From the outset David was fascinated by Mary's abacus and begged to be allowed to use it. He had proved himself clever with numbers and could do much of the arithmetic Mary taught him mentally, not bothering with the slate on his lap. Ann, on the other hand, while competent with numbers, begged to be allowed to read. Finding books for an eight-year-old child was not an easy matter and the Reverend Thomas Smedley, still undecided about the merits of teaching the children God had intended to be the drones in the hives of life, did nothing to help the situation in the school.
Saving souls was clearly the major work of God and, he told himself, was as freely available to the poor as it was to the rich, to the clever as well as the stupid. In his infinite wisdom God made his salvation unstintingly available to all. But at this point God's universal design came to a halt. The qualities He gave to humans were dispensed, according to the needs of English society, which Smedley naturally accepted as being the closest to the divine intention.
To some God gave wisdom, for the wise are needed in some small proportion. Some He made clever, for these too are a necessary ingredient in the proportions of a just society. Others are possessed of natural skills to furnish the whole with artisans, teachers, clerks and shopkeepers, but most He made to be hewers of wood and drawers of water.

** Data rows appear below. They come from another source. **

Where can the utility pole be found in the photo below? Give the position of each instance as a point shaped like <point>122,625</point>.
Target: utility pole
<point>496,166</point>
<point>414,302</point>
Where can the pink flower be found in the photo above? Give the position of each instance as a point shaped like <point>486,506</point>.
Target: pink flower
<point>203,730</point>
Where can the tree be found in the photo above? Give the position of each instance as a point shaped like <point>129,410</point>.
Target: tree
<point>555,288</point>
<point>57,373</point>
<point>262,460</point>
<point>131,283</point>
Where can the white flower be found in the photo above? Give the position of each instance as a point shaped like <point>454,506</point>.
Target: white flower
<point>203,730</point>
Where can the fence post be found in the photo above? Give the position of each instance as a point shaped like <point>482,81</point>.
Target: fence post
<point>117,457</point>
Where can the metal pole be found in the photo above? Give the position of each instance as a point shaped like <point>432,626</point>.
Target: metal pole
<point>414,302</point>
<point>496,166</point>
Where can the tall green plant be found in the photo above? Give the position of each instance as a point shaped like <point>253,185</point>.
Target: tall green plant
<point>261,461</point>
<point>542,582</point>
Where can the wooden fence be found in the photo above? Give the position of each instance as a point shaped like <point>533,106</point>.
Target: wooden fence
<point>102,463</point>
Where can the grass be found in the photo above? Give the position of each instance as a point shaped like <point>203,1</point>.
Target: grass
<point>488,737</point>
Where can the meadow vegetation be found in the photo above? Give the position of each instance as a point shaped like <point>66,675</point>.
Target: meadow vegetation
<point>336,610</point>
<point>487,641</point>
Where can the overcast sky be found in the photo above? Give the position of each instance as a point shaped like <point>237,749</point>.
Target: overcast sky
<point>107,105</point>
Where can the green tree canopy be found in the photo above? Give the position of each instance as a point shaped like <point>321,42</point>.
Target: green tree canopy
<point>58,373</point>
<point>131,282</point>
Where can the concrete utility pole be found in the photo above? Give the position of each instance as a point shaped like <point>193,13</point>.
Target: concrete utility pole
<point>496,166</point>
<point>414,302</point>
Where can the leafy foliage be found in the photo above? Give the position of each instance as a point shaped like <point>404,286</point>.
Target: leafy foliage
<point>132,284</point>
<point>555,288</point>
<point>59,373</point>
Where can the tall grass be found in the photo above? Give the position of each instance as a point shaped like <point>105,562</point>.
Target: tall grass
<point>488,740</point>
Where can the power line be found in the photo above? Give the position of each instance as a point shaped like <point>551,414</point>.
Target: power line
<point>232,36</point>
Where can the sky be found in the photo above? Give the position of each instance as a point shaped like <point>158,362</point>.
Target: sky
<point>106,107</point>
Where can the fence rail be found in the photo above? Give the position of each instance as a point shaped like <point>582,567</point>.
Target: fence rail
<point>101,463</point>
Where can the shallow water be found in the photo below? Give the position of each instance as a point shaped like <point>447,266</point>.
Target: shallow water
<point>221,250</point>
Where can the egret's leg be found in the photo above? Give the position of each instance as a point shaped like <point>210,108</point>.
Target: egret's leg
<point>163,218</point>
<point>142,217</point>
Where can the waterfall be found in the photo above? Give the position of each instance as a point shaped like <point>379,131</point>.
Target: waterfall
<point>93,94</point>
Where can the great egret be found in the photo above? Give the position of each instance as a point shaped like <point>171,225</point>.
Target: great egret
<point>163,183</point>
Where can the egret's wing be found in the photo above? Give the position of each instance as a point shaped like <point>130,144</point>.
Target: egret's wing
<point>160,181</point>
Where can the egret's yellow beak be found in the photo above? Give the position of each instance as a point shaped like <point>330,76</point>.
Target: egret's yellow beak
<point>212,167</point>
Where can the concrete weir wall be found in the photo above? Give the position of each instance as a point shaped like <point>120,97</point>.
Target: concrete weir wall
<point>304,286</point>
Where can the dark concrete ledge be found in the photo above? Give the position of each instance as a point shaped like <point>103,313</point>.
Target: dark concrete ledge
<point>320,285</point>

They were the necessary human clay and had been allotted the largest and lowest space in the human family. By tampering with God's natural ordination Mary was attempting to change the balance of nature, and no good could possibly come of it. The saving of minds, Thomas Smedley concluded, was more likely to be the work of Satan than of a benign and loving God. The example he most often used to support his argument was that of the noble savage.